Phantom Boy: A heartwarming tale of one boy and his big secret

(image via IMP Awards)
(image via IMP Awards)

 

SNAPSHOT
Leo, 11, spends his days in bed in a New York hospital due to a serious illness. He discovers he has an extraordinary ability to separate from his body and fly over the city while his physical body sleeps. Along the way, the boy meets Alex, a detective who has been in a wheelchair since he was the victim of an evil mob kingpin.

This crime boss has since taken control of New York City’s power supply and threatens to take full control using a computer virus unless the mayor does what he says within 24 hours. To counter this sinister machination, Leo, a.k.a. “Phantom Boy,” joins Alex and Alex’s girlfriend, a fearless reporter named Mary, to thwart the criminal’s plan. (synopsis via Showtimes)

Sitting in a hospital bed recovering from a serious illness is usually not the most exciting of activities.
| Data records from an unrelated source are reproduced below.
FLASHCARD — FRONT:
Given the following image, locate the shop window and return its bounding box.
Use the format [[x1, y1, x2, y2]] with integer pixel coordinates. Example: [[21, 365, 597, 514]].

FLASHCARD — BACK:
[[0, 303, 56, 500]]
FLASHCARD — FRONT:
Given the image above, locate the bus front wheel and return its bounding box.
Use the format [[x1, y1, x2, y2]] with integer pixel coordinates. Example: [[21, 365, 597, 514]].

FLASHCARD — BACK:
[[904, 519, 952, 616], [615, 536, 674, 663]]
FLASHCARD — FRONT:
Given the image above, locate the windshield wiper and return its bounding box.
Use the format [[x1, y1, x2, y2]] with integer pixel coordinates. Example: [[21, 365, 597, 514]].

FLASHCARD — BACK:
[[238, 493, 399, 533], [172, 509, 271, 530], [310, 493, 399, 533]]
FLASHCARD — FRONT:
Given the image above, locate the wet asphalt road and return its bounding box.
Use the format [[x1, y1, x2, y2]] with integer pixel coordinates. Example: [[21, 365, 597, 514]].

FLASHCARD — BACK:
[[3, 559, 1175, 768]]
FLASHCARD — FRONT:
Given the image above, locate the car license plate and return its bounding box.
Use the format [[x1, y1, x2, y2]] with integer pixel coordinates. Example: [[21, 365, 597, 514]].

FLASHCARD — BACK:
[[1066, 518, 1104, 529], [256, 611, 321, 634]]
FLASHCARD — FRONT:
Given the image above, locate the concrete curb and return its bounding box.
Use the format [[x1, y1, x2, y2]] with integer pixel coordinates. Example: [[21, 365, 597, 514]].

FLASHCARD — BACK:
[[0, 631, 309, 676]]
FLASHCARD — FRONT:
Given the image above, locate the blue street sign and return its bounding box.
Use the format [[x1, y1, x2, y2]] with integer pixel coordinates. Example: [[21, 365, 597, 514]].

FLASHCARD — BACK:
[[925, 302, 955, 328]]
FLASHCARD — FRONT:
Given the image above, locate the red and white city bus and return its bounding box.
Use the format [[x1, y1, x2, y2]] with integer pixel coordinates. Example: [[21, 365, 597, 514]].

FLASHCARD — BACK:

But what if you had the ability to leave your recuperating physical body behind and travel to wherever you wanted in an out-of-body state? Ah then that would be a brilliant way to spend your time.

And even better if you discovered you could separate the physical from the spiritual just when a grave threat arose to imperil the city and people you love.

It’s an entirely imaginative premise and one that grants Phantom Boy, a French/Belgian production directed by Alain Gagnol, Jean-Loup Felicioli – who gave the enchanting Academy Award-nominated film A Cat in Paris – a thousand wondrous dimensions, if perhaps making it a little busy in the process according to Sheila O’Malley at RogerEbert.com:

“The film can be smothered by the obligations of its plot, but it’s still beautiful and original, extremely funny, and sometimes very moving.”

It’s a rare thing to find a film that lives up to its extraordinary promise so beautifully but by all accounts Phantom Boy does that and more, and it looks like it’ll be well worth catching when it reaches a cinema near you.

As far as whether that’ll be in corporeal form is anybody’s guess; either way it’ll be magical.

Phantom Boy is currently screening in USA and Norway.